The European Union (EU) has led the way on environmental issues, consumer protection and workers’ rights, but “remains mired in the last century” and needs radical reform, the prominent environmentalist Jonathon Porritt has said.
In an article for the Guardian, Porritt – the founder of Forum for the Future and a former Green party chairman – says that the EU needs to “[speak] to the realities of the 21st century rather than the long-lost fantasies of the 20th century“.
These “realities”, he said, were climate change, income inequality and the prevalence of “neofascist” views on Europe and the union.
His calls came as Britain took to the polls for the local and European elections on Thursday May 22. The results of the latter were revealed on Sunday evening, with Nigel Farage’s Eurosceptic Ukip taking 27% of British votes – more than any other party.
The Green party, which Porritt chaired for six years until 1984, won an extra MEP in the south-west of England, taking its total to three overall. The result sees it leapfrog the Liberal Democrats into fourth.
On Ukip’s victory, Farage said, “The penny’s really dropped that as members of this union we cannot run our own country and crucially, we cannot control our own borders.”
Porritt wrote that the EU’s leadership on certain issues, such as climate change, has “made us all complacent” about the advantages of being part of Europe. Successfully tackling climate change, he said, requires a decoupling of “the pursuit of prosperity from carbon-intensive economic growth“.
He added, “The new European parliamentarians will need to articulate this non-negotiable physical reality with passion and a compelling upside story, framed around energy security (reducing both price volatility and dependence on imported gas); new skills (through local and community renewable energy schemes); new jobs; and an end to fuel poverty (particularly through comprehensive housing retrofits).”

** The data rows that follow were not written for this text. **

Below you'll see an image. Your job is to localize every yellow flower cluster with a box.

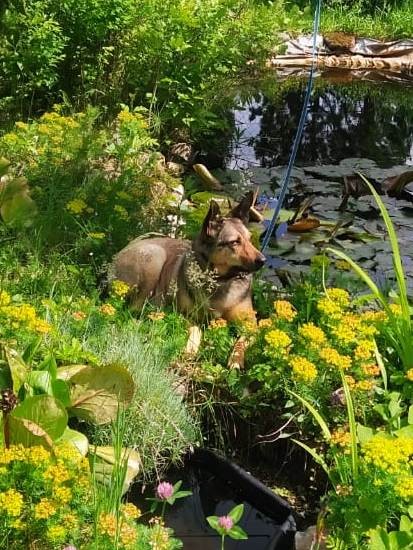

[264,329,291,350]
[319,346,351,370]
[298,323,327,345]
[34,498,56,519]
[362,435,413,473]
[330,428,351,448]
[66,199,88,216]
[274,300,297,322]
[46,525,67,543]
[148,311,167,322]
[112,279,130,298]
[99,304,116,317]
[290,356,317,382]
[354,340,375,360]
[395,475,413,501]
[0,489,23,517]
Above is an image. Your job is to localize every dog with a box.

[110,192,266,321]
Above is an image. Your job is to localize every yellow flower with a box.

[354,380,374,391]
[330,428,351,448]
[264,329,291,350]
[362,435,413,473]
[361,364,380,376]
[326,288,350,308]
[112,279,130,298]
[395,475,413,500]
[66,199,88,215]
[332,323,356,344]
[258,319,272,328]
[119,522,138,548]
[389,304,402,316]
[121,502,142,519]
[113,204,129,220]
[53,486,72,504]
[46,525,66,542]
[99,512,117,538]
[290,356,317,382]
[34,498,56,519]
[148,311,166,322]
[274,300,297,321]
[317,298,342,319]
[354,340,375,360]
[0,489,23,517]
[0,290,11,307]
[44,464,70,483]
[298,323,326,345]
[320,347,351,370]
[99,304,116,317]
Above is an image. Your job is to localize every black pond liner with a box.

[156,449,296,550]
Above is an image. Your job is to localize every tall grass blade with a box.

[288,390,331,441]
[340,369,358,479]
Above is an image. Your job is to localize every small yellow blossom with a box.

[121,502,142,519]
[99,512,117,538]
[320,347,351,370]
[99,304,116,317]
[298,323,326,345]
[46,525,67,542]
[290,356,317,382]
[0,489,23,517]
[274,300,297,322]
[258,319,272,328]
[34,498,56,519]
[264,329,291,351]
[112,279,130,298]
[66,199,88,215]
[354,340,375,360]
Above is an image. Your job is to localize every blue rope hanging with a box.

[261,0,321,252]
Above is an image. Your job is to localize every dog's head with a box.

[197,192,265,277]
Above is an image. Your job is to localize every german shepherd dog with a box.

[110,192,265,321]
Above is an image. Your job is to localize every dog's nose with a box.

[254,254,266,269]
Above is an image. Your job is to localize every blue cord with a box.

[261,0,321,252]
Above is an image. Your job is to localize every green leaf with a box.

[288,390,331,441]
[228,525,248,540]
[69,365,134,424]
[56,428,89,456]
[228,504,244,523]
[9,395,67,447]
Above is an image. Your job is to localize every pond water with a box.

[208,72,413,294]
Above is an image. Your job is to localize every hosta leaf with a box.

[70,365,134,424]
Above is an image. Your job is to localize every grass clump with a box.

[87,326,199,477]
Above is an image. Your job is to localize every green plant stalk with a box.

[340,369,359,480]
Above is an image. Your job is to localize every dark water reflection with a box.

[224,75,413,168]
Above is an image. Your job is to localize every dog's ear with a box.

[229,191,254,223]
[201,200,222,237]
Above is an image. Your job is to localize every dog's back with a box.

[111,237,191,308]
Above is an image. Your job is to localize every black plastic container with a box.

[162,449,296,550]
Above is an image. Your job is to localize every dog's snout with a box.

[255,254,266,269]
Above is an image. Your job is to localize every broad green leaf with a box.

[228,504,244,523]
[69,365,134,424]
[9,395,67,445]
[228,525,248,540]
[56,428,89,456]
[89,447,141,494]
[288,390,331,441]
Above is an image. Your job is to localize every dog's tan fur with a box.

[111,193,265,320]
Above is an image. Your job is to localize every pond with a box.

[203,71,413,293]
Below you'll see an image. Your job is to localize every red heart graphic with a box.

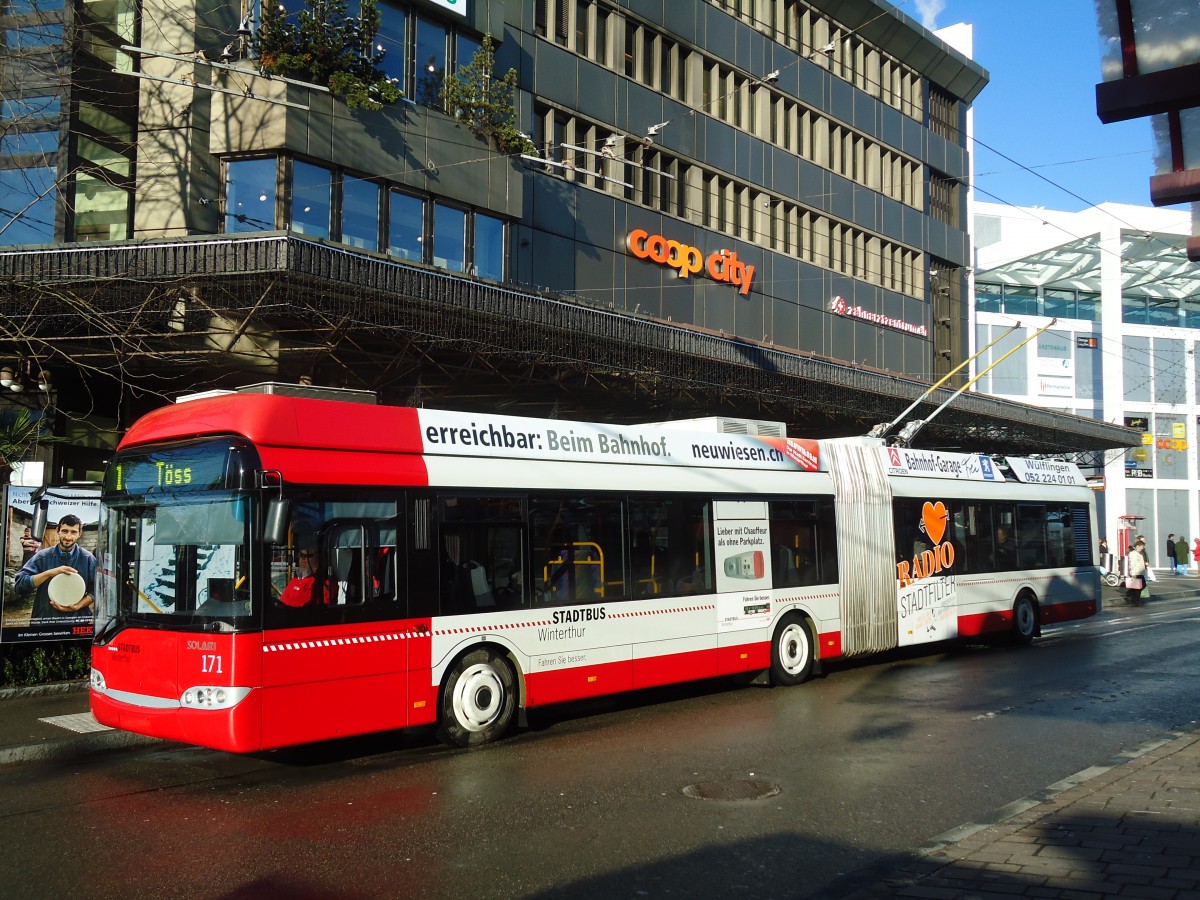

[920,500,947,544]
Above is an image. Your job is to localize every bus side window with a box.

[529,496,630,605]
[769,500,833,588]
[437,496,526,614]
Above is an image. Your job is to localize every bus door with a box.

[263,503,412,744]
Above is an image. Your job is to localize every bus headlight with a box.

[179,684,250,709]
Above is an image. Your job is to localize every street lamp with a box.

[1096,0,1200,262]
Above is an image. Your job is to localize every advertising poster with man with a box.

[0,485,100,643]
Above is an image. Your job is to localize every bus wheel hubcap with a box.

[779,625,808,674]
[454,662,504,731]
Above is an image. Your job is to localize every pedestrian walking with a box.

[1126,538,1146,606]
[1175,535,1192,575]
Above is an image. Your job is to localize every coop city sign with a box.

[625,228,754,294]
[420,0,467,16]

Porritt went on to call for an EU-wide carbon tax, a financial transaction tax and what he called “green quantitative easing” – which would involve investment in energy infrastructure, creating much-needed jobs across the continent.
He concluded, “The EU has helped make many good things happen for its citizens over the past few decades, particularly on environmental issues, consumer protection and workers’ rights. But the commission has lost the plot because it remains mired in the last century. To rebuild confidence and trust we will have to hack back the bureaucracy to work towards a resilient, just and genuinely sustainable future.”